If we always start his birthday with crêpes, we always end it with a Baked Alaska. He is definitely a creature of habit. Thankfully we weren't camping or hauling the dessert anywhere. We made and served it within 10 feet of the kitchen. Easy.


Really this dessert is all about the presentation. You need a cake, gluten-free for us in this case as Jake and R's best buddy are both gluten-free; you need ice cream, frozen into a bowl; you need whipped egg whites; and you need an oven or a culinary torch, we had the latter. 


Happy birthday to Riley!! Fifteen? I'm still reeling from that one. And, yes, I bought the chocolate cake base this year. It's been a tough couple of weeks as the school year wraps up. And I didn't feel like hauling cake batter to a friend's or my mom's oven.
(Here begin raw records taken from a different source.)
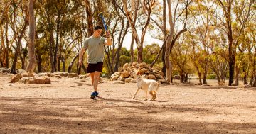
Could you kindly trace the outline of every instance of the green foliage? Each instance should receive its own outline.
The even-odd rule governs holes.
[[[209,74],[207,76],[207,79],[216,79],[216,74]]]

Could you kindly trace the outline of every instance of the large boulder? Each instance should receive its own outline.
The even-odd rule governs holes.
[[[145,62],[142,62],[142,63],[140,63],[139,65],[137,65],[139,66],[139,67],[140,68],[148,68],[149,67],[149,65],[145,63]]]
[[[42,72],[42,73],[35,74],[36,77],[45,77],[45,76],[51,77],[51,74],[49,72]]]
[[[123,67],[118,67],[118,72],[122,72],[124,70],[124,68]]]
[[[125,83],[130,83],[132,81],[132,78],[127,78],[124,79]]]
[[[126,70],[127,70],[129,67],[129,65],[128,63],[125,63],[123,66],[123,68]]]
[[[76,73],[70,73],[70,74],[68,74],[68,77],[78,77],[78,74],[76,74]]]
[[[22,78],[20,79],[18,82],[25,84],[25,83],[28,83],[30,79],[33,79],[33,77],[22,77]]]
[[[129,77],[130,72],[129,71],[124,70],[124,72],[121,72],[121,77],[122,78],[127,78]]]
[[[69,74],[68,72],[58,72],[53,73],[53,75],[60,75],[61,77],[68,77],[68,74]]]
[[[149,74],[149,75],[147,76],[147,77],[148,77],[149,79],[156,79],[156,77],[154,75],[153,75],[153,74]]]

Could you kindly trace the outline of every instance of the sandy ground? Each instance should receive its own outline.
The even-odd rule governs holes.
[[[0,74],[0,133],[256,133],[256,89],[161,85],[149,101],[132,99],[136,84],[105,80],[92,100],[90,79],[50,79]]]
Don't judge.

Ingredients
  • cake (I used a store-bought flourless chocolate cake)
  • ice cream (I used coffee ice cream)
  • 8 egg whites
  • 2 T organic granulated sugar
  • Also needed: butane torch, plastic wrap
Procedure
The night before, line a bowl with plastic wrap, press slightly softened ice cream into the bowl, cover it tightly with more plastic wrap, and refreeze. For this cake I used coffee ice cream.

Once you're all set to assemble, separate 8 eggs, placing the whites in a large stainless steel bowl. Add 2 T organic granulated sugar. [I forgot the sugar last night. It was fine.] Beat egg whites until stiff peaks form.

Place the cake on your serving dish. Turn molded ice cream out onto cake. Quickly and prettily spread meringue over cake. Make sure to have lots of little peaks because that it what browns. Spread the meringue all the way to dish to seal. Return to freezer until ready to serve.

Traditionally, you brown this in the oven. Since my oven is still out of commission, I decided to brown the peaks with my torch. It was simple and might be the way I make Baked Alaska from now on. Serve immediately!